Indonesia sebagai salah satu negara anggota World Trade Organization
(WTO) ikut menyepakati pemberlakuan perdagangan bebas. Sayangnya,
Indonesia lebih berperan menjadi pasar dan bukan menjadi produsen yang
cukup kuat bersaing dengan negara lainnya, termasuk Cina atau di level
ASEAN berhadapan Vietnam. Sebaliknya sekitar 250 penduduk Indonesia,
sudah lama masuk dalam hitungan negara pesaing yang tak sabar membuang
produknya tanpa hambatan ke Indonesia.
Berdasarkan hasil
survei Indeks Kepercayaan Konsumen yang dilakukan Nielsen pada kuartal
pertama tahun lalu, Indonesia berada diposisi teratas sebagai negara
yang penduduknya paling banyak memanfaatkan uang. Artinya, penduduk
Indonesia paling konsumtif dari negara-negara lain. Melihat daya
konsumsi Indonesia yang cukup tinggi, maka Indonesia menjadi sasaran
pangsa pasar terbesar bagi dunia dalam perdagangan. Hal ini memaksa
produsen lokal kita untuk mampu meningkatkan kualitas produknya agar
dapat berdayasaing tinggi dengan produk-produk asing.
Masalahnya
masyarakat terutama produsen sudahkan siap? Salah satu calon anggota
legislatif dari PKS, Leida Hanifah mengatakan untuk meningkatkan produk
berdayasaing Indonesia harus lebih dulu memberikan perlindungan terhadap
produk lokal.“Indonesia belum punya regulasi yang biss melindungi
produk dalam negeri untuk berdaya saing dengan produk impor,” ujar Leida
dalam perbincangan dengan KBR68H, Rabu (5/3).
Sumarjati
Arjoso Caleg Gerindra pun sepaham dengan Leida. Ia mencontohkan di
wilayah Pantai Rembang yang terkenal sebagai daerah penghasil garam,
tapi petani garam sendiri tidak bisa menikmati hasil panennya lantaran
harga garam lokal selalu jatuh. “Kita sudah bisa menghasilkan garam
sendiri, tapi masih impor. Petani ini mengeluhkan ke saya karena
pemerintah tidak pernah menentukan jelas harga garam. Jadi, garam kita
kalah dengan garam impor yang harganya miring sekali,” ungkap Sumarjati.
Di
wilayah Bandung, salah satu produksi sepatu kulit yang terkenal kini
hampir kolaps lantaran serbuan produk sepatu impor yang harganya lebih
miring. Karena itu, lanjut Sumarjati, kebijakan pemerintah lokal itu
sangat penting untuk mengatur lebih dulu perlindungan produk dalam
negeri.
Beda lagi dengan Caleg PDIP, Eva Kusuma Sundari.

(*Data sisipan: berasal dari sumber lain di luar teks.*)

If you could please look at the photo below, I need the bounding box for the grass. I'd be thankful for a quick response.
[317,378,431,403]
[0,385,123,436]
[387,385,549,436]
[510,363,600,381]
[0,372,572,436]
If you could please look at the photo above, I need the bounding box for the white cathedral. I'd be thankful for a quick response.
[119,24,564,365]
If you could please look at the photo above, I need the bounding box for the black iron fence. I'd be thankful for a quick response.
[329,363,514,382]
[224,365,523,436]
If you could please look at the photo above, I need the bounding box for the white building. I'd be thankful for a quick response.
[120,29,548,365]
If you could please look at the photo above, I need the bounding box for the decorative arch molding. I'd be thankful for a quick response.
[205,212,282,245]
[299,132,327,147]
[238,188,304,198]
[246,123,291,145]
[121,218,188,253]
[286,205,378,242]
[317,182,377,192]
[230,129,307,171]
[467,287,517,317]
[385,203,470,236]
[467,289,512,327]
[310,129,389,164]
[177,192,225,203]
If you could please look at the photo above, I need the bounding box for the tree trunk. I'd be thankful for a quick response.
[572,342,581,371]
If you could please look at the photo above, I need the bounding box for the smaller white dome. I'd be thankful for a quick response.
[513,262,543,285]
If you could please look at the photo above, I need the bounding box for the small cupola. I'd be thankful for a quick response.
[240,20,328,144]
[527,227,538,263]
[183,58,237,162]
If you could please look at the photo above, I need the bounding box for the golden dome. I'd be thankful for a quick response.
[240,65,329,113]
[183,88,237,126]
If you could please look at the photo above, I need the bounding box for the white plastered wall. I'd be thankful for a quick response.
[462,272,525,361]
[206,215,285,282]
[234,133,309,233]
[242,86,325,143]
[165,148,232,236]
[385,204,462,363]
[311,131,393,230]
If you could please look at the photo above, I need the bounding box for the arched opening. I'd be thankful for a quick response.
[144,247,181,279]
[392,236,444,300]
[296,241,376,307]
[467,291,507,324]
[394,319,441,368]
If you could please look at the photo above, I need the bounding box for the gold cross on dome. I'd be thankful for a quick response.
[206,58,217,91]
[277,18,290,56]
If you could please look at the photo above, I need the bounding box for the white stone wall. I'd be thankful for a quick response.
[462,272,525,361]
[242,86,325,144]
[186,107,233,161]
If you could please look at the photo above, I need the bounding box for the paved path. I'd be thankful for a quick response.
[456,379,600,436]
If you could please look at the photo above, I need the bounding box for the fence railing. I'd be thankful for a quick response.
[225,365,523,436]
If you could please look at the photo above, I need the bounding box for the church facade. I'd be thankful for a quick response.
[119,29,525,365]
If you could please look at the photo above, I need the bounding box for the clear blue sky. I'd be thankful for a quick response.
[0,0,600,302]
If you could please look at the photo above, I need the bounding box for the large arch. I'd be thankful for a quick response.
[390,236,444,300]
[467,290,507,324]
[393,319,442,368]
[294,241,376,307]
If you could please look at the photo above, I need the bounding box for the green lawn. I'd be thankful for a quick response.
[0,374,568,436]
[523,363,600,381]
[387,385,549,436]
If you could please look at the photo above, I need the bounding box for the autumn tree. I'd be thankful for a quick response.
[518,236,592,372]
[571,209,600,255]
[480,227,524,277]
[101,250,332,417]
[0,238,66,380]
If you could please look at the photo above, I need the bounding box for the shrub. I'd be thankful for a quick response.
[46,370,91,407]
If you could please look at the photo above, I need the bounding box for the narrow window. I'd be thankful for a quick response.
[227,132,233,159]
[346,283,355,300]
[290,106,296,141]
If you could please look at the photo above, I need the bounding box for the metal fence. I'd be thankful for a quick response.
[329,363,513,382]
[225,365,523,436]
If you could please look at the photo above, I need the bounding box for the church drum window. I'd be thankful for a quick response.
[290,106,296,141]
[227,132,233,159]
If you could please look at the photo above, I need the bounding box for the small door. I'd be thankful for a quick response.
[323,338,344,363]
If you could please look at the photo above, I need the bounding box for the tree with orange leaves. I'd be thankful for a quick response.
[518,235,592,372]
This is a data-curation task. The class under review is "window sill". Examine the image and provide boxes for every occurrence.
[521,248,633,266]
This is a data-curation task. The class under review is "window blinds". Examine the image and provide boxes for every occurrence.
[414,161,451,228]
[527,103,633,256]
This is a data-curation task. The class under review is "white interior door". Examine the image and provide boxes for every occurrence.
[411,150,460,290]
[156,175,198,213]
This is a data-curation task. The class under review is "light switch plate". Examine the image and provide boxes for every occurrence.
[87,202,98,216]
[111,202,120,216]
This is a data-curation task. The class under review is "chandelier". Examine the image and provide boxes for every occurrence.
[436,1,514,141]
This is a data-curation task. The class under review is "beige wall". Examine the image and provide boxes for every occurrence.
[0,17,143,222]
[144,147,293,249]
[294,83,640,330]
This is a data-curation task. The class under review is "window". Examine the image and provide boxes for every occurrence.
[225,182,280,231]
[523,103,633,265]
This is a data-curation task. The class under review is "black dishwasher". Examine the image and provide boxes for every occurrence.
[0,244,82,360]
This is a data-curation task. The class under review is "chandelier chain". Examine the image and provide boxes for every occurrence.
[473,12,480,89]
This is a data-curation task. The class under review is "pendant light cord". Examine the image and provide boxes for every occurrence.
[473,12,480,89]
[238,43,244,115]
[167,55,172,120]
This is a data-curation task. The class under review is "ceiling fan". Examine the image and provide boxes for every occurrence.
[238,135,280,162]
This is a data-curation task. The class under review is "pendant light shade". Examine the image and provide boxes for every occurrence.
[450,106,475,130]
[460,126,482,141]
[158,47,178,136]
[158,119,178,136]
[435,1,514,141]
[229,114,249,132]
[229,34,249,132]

Menurutnya, untuk menuju produk berdayasaing pada era perdagangan bebas
nanti, pemerintah harus lebih dulu memperbaiki insfrastruktur di
sejumlah daerah yang memiliki potensi perdagangan cukup tinggi bagi
pemasukan negara. “Di Dapil saya misalnya di wilayah Jawa Timur bagian
Selatan, itu kan masih daerah miskin dan masalah utamanya akses jalan
agak sulit. Padahal daerah itu memiliki potensi produk kerajinan lokal
yang cukup baik,” terang caleg dari partai berlogo banteng ini.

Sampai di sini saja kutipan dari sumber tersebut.